De ervaring leert gelukkig ook dat internationale kennisplatforms verschil kunnen maken als ze erin slagen op basis van een brede coalitie tussen een gevarieerde groep van belanghebbenden invloedrijke beleidsopties te ontwikkelen. Recente ervaring lijkt te bevestigen dat ruimhartig delen van kennis zich royaal uitbetaalt in toename van invloed, zeker als die kennis wordt gedeeld met een goede mix van dragers van verandering in ontwikkelingslanden, opkomende landen en hooggeïndustrialiseerde landen. Baanbrekende, bij de vormgeving en uitvoering van ontwikkelingsbeleid zeer behulpzame analyses kunnen dan het resultaat zijn. Het is te hopen dat de voorgestelde platforms zich in die richting zullen ontwikkelen. Daarop nu al rekenen zou neerkomen op een loze pretentie waar we, zoals ook het WRR-rapport stelt, vanaf moeten.
De voor de nieuwe platforms beschikbare middelen zullen via tenderprocedures worden toegekend aan de “beste voorstellen”. Het feit dat ook de kwaliteitsbewaking wordt uitbesteed roept de vraag op in hoeverre het personeel van DGIS zal delen in de beoogde kwaliteitsverbetering. En dat moet toch de bedoeling zijn, want men mag aannemen dat DGIS een actief aandeel gaat nemen in de kwalitatief hoogstaande discussies die in de kennisplatforms zullen plaatsvinden. Daar heb je mensen voor nodig die in de praktijk een scherp oog voor kwaliteit hebben ontwikkeld. Het is geen geheim dat dit type mens de laatste pakweg 20 jaar schaarser is geworden binnen de DGIS-organisatie. Het is alweer te hopen dat de voorgestelde verandering van het personeelsbeleid deze trend zal ombuigen. Daarop rekenen zou evenwel getuigen van vermetel vertrouwen.

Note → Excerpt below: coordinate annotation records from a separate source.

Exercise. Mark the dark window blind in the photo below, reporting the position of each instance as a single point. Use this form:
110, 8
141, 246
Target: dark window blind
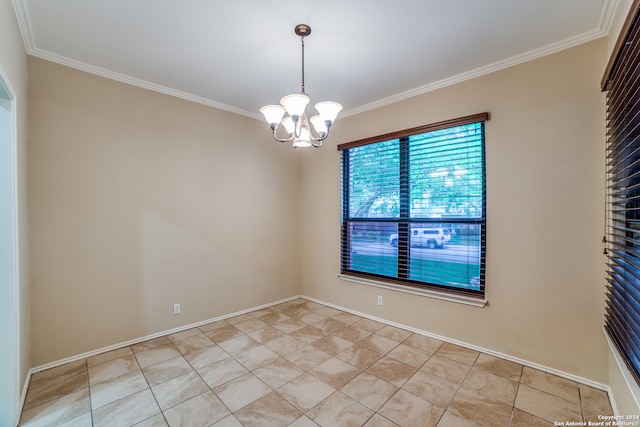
413, 207
622, 83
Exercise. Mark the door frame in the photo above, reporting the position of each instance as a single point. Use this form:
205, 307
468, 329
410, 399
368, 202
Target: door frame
16, 398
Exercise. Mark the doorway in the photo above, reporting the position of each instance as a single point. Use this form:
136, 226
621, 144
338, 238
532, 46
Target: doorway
9, 344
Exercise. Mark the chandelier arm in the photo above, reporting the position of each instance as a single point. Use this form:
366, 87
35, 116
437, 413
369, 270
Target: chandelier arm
291, 138
302, 42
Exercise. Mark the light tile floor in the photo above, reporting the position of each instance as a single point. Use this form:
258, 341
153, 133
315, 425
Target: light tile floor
303, 364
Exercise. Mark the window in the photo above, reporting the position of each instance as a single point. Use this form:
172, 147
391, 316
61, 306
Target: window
622, 319
413, 207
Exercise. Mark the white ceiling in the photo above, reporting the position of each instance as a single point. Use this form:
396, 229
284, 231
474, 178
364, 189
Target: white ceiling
241, 54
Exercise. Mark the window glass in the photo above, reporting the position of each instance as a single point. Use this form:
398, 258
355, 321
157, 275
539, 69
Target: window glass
414, 208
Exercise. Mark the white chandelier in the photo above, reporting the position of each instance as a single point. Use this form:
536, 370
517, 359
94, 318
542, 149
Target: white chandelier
297, 124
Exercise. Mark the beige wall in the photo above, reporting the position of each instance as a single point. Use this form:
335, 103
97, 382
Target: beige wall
139, 200
13, 61
545, 195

Het aardigste van de brief is wellicht dat deze getuigt van ambitie, zoals aanbevolen door het WRR-rapport. Wat dat betreft legt de staatssecretaris de lat hoog en daarin valt hij te prijzen. Ambitie alleen is echter onvoldoende om de beoogde kwaliteitsverbetering te realiseren. Het komt erop aan die ambitie te vertalen in concrete en operationele bijdragen aan de nobele zaak van ontwikkeling. Die praktische invulling komt er nog wat bekaaid vanaf in de brief, maar de opening is geboden ook hierover het denken weer op scherp te stellen.